Claudia Martínez Garay: Conversiones | Unlimited
GRIMM is pleased to present a new wall-based installation by Claudia Martínez Garay (b. 1983, Ayacucho, Peru) on view at Art Basel Unlimited, 2025, curated by Giovanni Carmine. This will be the largest installation by the artist to date.
Mural work has been part of the artist's practice for several years, with a focus on site-specific commissions. In this case, the wall painting is accompanied by sublimated prints of drawings created by the artist. The 12-meter wide installation is divided into sections, where the limits of depth and dimensions play a central role. It presents a series of imagined spaces—floors, walls, ceilings, skies, and vast voids—that, through free associations and juxtapositions, narrate stories connected to the brown body and its interactions with space, people, and culture. These narratives explore how the brown body collides with, adapts to, or resists the conditions imposed by the world.

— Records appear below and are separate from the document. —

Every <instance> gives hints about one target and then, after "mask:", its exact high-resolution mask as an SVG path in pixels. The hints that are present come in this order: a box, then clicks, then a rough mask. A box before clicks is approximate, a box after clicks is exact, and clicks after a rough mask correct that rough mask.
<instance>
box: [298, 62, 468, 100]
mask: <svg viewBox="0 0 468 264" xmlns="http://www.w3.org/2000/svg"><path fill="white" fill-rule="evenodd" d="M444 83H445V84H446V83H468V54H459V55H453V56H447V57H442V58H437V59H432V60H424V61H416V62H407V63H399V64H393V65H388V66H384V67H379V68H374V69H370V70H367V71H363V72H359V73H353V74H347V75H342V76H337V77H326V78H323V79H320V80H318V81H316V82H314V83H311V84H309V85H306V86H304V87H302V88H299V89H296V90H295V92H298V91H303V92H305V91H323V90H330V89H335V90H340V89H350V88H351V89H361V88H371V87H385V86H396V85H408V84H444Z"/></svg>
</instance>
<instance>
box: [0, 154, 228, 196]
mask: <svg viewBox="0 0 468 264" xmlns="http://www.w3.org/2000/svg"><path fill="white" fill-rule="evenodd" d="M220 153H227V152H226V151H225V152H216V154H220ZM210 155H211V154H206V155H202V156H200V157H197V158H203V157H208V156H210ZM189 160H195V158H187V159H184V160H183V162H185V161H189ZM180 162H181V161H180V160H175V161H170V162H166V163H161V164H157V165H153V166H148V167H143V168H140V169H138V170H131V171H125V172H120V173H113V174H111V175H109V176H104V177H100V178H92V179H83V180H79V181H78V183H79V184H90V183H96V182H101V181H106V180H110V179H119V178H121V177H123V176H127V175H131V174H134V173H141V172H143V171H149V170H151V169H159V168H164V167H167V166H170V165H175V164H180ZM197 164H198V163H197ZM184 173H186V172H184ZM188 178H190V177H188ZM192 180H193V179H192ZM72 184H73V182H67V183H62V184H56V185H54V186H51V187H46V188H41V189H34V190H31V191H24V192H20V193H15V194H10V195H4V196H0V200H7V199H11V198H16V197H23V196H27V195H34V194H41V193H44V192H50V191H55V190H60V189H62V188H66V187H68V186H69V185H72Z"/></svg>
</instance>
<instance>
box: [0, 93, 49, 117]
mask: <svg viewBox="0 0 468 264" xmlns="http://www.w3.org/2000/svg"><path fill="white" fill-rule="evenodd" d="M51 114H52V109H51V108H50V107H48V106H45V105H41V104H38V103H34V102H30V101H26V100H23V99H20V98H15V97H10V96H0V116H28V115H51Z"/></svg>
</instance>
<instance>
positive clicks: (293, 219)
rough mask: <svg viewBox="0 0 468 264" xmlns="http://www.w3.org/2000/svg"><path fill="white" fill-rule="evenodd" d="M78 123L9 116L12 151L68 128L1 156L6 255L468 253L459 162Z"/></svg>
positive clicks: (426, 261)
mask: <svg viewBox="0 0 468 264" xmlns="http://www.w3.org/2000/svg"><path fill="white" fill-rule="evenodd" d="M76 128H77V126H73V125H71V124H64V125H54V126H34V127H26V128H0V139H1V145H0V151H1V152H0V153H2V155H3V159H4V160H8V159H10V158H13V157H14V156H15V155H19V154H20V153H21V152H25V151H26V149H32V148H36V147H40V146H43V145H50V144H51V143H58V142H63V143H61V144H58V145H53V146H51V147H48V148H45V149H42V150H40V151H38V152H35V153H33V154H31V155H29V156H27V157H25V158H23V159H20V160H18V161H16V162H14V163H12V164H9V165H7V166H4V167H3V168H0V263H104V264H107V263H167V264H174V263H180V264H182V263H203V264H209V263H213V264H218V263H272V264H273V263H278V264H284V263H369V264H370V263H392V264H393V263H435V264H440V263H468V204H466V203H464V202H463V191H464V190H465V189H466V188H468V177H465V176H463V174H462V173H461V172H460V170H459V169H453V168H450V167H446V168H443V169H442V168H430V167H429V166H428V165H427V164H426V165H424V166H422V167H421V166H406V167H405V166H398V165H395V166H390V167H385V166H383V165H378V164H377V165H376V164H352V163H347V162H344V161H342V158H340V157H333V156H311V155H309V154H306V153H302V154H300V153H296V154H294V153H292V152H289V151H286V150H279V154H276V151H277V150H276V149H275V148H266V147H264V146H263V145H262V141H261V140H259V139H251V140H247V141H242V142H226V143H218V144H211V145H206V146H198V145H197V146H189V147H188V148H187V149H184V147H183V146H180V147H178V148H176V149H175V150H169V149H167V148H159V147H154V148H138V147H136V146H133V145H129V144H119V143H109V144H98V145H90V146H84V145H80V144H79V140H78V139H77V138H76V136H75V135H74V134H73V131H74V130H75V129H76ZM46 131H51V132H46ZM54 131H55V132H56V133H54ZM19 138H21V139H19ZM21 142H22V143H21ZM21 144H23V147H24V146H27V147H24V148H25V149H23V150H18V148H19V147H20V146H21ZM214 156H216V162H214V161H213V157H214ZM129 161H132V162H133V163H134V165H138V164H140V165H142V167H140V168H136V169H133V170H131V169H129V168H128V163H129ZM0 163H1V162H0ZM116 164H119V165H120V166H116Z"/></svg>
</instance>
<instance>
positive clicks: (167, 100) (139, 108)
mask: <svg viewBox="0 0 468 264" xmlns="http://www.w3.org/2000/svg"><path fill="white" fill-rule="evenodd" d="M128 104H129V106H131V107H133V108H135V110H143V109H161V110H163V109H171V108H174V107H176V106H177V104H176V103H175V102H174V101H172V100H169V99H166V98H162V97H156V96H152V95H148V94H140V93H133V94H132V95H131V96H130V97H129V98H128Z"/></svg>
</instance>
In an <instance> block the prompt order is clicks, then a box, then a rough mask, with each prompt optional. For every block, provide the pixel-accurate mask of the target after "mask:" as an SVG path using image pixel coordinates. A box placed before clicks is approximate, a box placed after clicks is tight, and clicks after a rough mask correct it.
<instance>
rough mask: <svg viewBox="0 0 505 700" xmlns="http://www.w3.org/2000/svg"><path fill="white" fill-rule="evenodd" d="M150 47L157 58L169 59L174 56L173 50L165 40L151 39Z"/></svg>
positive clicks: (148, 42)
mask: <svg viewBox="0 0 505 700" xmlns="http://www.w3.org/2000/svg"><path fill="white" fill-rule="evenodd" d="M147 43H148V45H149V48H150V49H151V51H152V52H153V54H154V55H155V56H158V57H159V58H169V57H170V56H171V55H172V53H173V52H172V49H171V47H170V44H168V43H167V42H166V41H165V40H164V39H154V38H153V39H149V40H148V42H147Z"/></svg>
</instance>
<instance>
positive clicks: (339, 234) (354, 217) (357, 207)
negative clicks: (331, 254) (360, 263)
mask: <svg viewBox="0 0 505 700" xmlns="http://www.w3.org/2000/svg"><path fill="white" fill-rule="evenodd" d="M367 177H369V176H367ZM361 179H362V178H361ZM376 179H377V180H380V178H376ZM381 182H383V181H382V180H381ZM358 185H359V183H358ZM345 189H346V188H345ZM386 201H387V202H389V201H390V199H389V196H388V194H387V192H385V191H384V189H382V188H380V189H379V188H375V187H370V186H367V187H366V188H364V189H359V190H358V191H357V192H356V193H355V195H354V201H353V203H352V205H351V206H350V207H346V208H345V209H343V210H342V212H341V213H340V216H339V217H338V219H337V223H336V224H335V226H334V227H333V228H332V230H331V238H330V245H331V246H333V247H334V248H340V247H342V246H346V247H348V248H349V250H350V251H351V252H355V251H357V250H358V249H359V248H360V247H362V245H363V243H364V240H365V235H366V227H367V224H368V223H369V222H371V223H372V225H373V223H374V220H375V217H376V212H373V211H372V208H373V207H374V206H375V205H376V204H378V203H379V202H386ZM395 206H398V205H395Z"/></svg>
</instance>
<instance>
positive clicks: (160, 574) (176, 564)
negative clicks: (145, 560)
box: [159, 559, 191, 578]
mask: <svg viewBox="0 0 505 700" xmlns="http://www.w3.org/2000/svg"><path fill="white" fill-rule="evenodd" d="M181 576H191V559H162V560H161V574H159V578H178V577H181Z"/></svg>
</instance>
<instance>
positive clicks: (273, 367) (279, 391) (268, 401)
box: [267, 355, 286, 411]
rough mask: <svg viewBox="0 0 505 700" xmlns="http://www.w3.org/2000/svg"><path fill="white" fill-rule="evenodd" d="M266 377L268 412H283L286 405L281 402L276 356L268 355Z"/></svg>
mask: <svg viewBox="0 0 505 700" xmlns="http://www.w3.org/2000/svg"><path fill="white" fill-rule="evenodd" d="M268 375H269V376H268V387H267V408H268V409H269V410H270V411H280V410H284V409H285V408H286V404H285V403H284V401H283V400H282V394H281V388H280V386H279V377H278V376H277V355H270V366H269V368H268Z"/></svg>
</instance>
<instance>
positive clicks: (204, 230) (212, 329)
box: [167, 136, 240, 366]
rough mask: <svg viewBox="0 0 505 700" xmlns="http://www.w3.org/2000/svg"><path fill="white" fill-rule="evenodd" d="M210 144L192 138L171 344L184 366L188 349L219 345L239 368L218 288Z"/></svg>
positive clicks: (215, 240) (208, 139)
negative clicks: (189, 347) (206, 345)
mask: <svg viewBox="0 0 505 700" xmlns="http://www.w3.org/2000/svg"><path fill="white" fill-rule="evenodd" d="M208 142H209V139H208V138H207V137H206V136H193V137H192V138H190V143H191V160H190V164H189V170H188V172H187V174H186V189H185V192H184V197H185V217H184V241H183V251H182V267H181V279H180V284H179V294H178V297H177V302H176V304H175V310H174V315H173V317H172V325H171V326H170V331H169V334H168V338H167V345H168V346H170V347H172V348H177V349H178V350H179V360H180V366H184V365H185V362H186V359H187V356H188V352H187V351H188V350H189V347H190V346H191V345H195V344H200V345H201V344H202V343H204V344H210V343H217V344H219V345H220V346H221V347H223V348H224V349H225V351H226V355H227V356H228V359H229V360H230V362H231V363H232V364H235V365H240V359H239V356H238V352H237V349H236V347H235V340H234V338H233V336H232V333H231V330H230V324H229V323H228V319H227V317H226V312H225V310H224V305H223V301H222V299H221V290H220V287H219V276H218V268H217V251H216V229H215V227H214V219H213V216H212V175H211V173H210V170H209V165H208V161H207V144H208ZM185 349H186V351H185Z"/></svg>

Martínez Garay invites viewers to immerse themselves in this symbolic and historically layered world. Though these moments belong to the past, they remain relevant in the present, as the understanding of diverse cultures outside the Western hegemony continues to be marked by ignorance, and many prejudices have yet to be overcome. Martínez Garay uses symmetry throughout the composition, while recurring blue areas evoke the ocean, the sky, or a sense of void; references to the sea as a colonial route, once used by explorers to ‘discover’ and claim new lands. Within this layered narrative, symbolic elements appear: the Bible, the wheel, and the watch stand as emblems of what was historically framed as civilization. In contrast, elements such as the Andean anteater, the condor, and bean sprouts reflect a lucid Andean perspective, offering a counterpoint rooted in Indigenous worldviews and lived knowledge. The drawing style references schoolbooks, the works of chroniclers, myths, and stories that are ingrained in our ways of thinking and understanding the world.

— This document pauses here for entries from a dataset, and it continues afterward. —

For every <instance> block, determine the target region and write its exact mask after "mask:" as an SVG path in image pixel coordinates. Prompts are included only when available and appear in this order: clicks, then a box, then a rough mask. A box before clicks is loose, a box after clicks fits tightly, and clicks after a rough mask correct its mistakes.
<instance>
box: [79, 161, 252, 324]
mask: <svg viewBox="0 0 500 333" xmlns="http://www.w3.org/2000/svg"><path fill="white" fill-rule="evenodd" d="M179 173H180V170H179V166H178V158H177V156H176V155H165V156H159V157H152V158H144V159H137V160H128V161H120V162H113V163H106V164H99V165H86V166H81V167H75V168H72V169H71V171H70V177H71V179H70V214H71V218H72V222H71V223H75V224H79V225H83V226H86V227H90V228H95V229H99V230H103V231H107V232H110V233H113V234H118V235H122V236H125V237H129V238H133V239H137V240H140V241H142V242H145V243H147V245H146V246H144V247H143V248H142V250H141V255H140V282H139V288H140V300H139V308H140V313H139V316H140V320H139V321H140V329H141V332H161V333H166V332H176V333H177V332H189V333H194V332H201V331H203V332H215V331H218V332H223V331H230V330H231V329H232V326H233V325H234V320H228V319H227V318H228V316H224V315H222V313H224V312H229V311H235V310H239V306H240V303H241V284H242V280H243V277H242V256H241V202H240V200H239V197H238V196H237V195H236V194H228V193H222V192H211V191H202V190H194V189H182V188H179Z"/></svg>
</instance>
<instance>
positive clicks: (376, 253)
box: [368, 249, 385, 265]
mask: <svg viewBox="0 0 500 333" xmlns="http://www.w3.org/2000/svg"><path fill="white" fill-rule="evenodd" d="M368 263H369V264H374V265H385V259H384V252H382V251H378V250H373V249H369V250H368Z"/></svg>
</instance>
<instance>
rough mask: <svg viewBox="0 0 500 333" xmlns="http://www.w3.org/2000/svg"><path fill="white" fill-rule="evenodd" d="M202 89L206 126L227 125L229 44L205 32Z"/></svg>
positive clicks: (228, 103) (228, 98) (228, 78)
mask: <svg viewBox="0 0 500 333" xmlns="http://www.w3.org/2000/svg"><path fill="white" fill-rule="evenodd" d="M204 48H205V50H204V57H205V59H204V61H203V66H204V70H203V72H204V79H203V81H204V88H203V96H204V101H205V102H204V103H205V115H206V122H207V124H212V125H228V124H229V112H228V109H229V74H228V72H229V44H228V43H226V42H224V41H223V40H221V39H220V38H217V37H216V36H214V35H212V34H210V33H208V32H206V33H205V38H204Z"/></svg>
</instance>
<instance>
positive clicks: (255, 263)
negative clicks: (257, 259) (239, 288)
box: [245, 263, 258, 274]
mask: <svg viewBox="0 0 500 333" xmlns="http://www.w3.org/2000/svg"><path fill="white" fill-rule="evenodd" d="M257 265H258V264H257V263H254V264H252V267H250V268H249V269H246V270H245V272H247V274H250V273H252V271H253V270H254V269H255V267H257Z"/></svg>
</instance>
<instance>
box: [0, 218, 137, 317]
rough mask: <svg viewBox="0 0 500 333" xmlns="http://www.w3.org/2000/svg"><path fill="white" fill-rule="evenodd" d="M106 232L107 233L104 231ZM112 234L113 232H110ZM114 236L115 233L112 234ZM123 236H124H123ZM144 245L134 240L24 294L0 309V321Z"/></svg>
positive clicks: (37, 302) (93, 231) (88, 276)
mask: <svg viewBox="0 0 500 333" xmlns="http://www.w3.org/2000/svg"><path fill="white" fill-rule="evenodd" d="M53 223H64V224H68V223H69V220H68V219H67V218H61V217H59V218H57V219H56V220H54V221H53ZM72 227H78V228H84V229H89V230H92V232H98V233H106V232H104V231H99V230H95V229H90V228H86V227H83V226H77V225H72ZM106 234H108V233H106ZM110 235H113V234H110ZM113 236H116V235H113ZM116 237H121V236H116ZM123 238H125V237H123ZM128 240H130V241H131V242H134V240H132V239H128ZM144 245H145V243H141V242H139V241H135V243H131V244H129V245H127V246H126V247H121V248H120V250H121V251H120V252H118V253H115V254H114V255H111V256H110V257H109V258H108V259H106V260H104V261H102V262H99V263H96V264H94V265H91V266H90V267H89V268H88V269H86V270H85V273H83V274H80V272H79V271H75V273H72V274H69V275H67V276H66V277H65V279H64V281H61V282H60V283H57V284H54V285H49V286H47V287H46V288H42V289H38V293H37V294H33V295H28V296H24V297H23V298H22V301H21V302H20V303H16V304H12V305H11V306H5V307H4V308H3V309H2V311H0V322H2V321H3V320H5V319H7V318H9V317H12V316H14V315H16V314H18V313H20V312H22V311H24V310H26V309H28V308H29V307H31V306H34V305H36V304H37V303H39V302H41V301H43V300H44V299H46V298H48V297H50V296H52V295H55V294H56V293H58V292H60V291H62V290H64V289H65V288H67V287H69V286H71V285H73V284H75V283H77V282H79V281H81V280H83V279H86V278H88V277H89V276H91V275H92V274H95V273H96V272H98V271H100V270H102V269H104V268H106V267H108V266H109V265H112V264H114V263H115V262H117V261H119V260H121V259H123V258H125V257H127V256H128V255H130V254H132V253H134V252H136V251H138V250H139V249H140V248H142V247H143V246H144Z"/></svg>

Within each space, there are clues to recent history—touching on themes like immigration, syncretism, modernity as an inseparable element of colonization, and the clichés and fixed ideas about the place that brown identities are expected to occupy in society. Each space represents a ‘season,’ not in the literal sense of climate or the seasons of the year, but rather as different historical periods. The visual structures present geometries that reveal different spaces: the top of a mountain, a room without a roof, a room without walls, a cloister, etc. Navigating these different geometric demarcations, we encounter figures that are symbolic and modest in their simplicity. These figures break through and traverse these planes of reality, often disregarding the physical constraints of the objects they represent, moving against weight, gravity, and logic.
The interpretation of these figures remains quite open, depending on the cultural background of the viewer. Conversiones highlights how historical moments remain relevant today, revealing how ignorance has shaped the misperceptions of non-Western cultures.